We went first to Yarinacocha, near Pucallpa, where the base of the Summer Institute of Linguistics was located, and there met its founder, Dr. Townsend, who had created it for a purpose that was at once scientific and religious: so that his linguists—who at the same time were also Protestant missionaries—could learn languages and primitive dialects in order to translate the Bible into them. We then took off to visit the Alto Marañon tribes and were in Urakusa, Chicais, Santa María de Nieva, and many villages and settlements where we slept in hammocks or on makeshift cots; in order to reach some of them, after disembarking from the seaplane, we had to be taken to them in the frail canoes of native ferrymen. In one of the Shapra villages, the tribal chief, Tariri, explained to us the technique used to shrink heads, which his people still practiced; they had a prisoner there from a neighboring tribe with which they were at war; the man roamed about freely among his captors, but they kept his dog in a cage.

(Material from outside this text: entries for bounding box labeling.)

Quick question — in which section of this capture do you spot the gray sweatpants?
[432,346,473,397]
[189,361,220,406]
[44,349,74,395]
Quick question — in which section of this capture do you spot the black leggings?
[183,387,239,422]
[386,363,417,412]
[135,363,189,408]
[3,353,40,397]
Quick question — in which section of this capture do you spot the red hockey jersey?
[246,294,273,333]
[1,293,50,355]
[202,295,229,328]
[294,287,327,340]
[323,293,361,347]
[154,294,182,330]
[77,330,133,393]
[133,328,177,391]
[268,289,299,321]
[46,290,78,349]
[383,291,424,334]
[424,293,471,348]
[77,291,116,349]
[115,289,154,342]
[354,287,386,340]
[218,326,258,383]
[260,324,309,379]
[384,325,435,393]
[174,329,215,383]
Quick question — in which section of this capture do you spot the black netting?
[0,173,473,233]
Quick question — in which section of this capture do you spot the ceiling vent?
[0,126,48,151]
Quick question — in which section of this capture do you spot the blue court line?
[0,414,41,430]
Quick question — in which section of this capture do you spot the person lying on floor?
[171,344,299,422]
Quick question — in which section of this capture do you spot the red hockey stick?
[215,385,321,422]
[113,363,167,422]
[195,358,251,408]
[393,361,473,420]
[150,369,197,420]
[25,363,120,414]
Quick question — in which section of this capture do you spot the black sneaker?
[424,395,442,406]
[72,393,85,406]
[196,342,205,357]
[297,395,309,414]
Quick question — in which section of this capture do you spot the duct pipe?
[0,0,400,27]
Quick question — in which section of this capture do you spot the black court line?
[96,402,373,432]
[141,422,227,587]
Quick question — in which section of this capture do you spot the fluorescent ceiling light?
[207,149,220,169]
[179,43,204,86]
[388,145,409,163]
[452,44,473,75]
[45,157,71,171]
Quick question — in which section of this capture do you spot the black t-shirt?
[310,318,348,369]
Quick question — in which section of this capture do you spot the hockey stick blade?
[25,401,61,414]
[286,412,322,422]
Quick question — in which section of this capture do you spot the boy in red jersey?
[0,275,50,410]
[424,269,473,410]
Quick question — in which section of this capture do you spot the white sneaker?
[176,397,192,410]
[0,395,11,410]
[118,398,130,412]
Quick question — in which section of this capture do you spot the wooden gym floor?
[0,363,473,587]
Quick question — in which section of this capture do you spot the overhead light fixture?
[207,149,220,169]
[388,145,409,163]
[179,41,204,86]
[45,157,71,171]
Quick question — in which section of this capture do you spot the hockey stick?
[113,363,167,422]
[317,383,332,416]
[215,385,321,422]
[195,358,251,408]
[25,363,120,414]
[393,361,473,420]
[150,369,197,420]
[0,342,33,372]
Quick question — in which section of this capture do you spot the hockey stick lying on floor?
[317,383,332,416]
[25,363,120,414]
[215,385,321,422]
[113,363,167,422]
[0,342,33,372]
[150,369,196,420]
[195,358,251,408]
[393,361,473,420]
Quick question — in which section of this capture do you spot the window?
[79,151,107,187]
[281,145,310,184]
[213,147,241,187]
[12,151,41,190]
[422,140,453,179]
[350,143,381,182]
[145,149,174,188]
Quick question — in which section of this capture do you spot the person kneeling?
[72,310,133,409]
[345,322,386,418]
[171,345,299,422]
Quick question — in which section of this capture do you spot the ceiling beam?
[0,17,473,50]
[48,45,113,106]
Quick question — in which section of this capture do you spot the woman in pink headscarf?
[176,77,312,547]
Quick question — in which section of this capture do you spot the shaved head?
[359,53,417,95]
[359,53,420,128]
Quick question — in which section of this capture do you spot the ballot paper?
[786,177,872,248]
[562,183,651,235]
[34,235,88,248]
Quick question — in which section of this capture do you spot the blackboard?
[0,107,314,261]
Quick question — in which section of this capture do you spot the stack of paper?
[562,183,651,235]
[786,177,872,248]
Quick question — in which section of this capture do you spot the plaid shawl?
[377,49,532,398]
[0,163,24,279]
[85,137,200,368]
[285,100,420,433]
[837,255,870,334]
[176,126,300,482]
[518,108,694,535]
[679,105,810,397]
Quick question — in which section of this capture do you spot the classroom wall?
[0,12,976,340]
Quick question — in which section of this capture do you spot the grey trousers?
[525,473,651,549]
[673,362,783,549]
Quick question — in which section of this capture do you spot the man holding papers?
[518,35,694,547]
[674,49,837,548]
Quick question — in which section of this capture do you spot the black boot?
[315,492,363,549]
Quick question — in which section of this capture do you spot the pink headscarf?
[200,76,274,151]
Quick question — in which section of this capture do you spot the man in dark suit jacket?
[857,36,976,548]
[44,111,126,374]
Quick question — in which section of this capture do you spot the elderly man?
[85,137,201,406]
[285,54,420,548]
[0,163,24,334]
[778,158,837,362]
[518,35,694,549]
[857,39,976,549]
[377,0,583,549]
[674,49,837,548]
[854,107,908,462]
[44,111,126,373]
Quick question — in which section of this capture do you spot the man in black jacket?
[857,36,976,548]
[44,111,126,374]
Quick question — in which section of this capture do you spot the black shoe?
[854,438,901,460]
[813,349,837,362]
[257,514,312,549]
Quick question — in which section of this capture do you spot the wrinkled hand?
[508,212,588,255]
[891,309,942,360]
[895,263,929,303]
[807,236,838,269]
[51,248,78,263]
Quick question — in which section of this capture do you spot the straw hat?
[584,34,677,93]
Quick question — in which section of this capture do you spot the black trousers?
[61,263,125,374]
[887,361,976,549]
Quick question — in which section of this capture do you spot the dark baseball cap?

In Urakusa, I met the tribal chief Jum, recently tortured by some soldiers and “bosses” from Santa María de Nieva, whom we also met, and whom I was later to try to bring to life in The Green House. In all the places we visited I learned of unbelievable things and met extraordinary people.

Besides Juan Comas, there traveled with us in the little seaplane the anthropologist Matos Mar, with whom I have been friends ever since, the editor-in-chief of Cultura Peruana, José Flórez Aráoz, and Efraín Morote Best, an anthropologist and folklorist from Ayacucho, whom we had to lift off the ground, literally, so that the seaplane could take off. Morote Best had visited bilingual schools and traveled among the tribes, under heroic conditions, bombarding Lima with denunciations of the abuses and iniquities suffered by the indigenous peoples. These latter received him in their villages with great affection and passed their complaints on to him and told him about their problems. The idea I formed of him was that of a very honest and generous man, who had profoundly identified himself with the victims of that country of victims known as Peru. I never imagined that the gentle, timid Dr. Morote Best would, as the years went by, be won over by Maoism, during his rectorate at Ayacucho University, and open the doors of that institution to the fundamentalist Maoism of Sendero Luminoso—whose mentor, Abimael Guzmán, he brought there as a professor—and be regarded as something like the spiritual father of the most bloody extremist movement in the history of Peru.

When I returned to Lima, I didn’t even have time left to write the account of the expedition that I had promised Flórez Aráoz (I sent it to him from Rio de Janeiro, on my way to Europe). I spent my last days in Peru saying goodbye to friends and relatives and selecting the papers and notebooks that I would take with me. I felt very sad in the early morning of the day on which I bade my grandparents and Auntie Mamaé farewell, since I didn’t know if I would ever see those three elderly people again. Uncle Lucho and Aunt Olga arrived at the Córpac airport to say goodbye to us after Julia and I were already aboard the Brazilian military plane, which, instead of seats, had parachutists’ benches. We spied the two of them from the little window and waved goodbye to them, knowing that they couldn’t see us. I was sure that I would see the two of them again, and that by that time I would at last be a writer.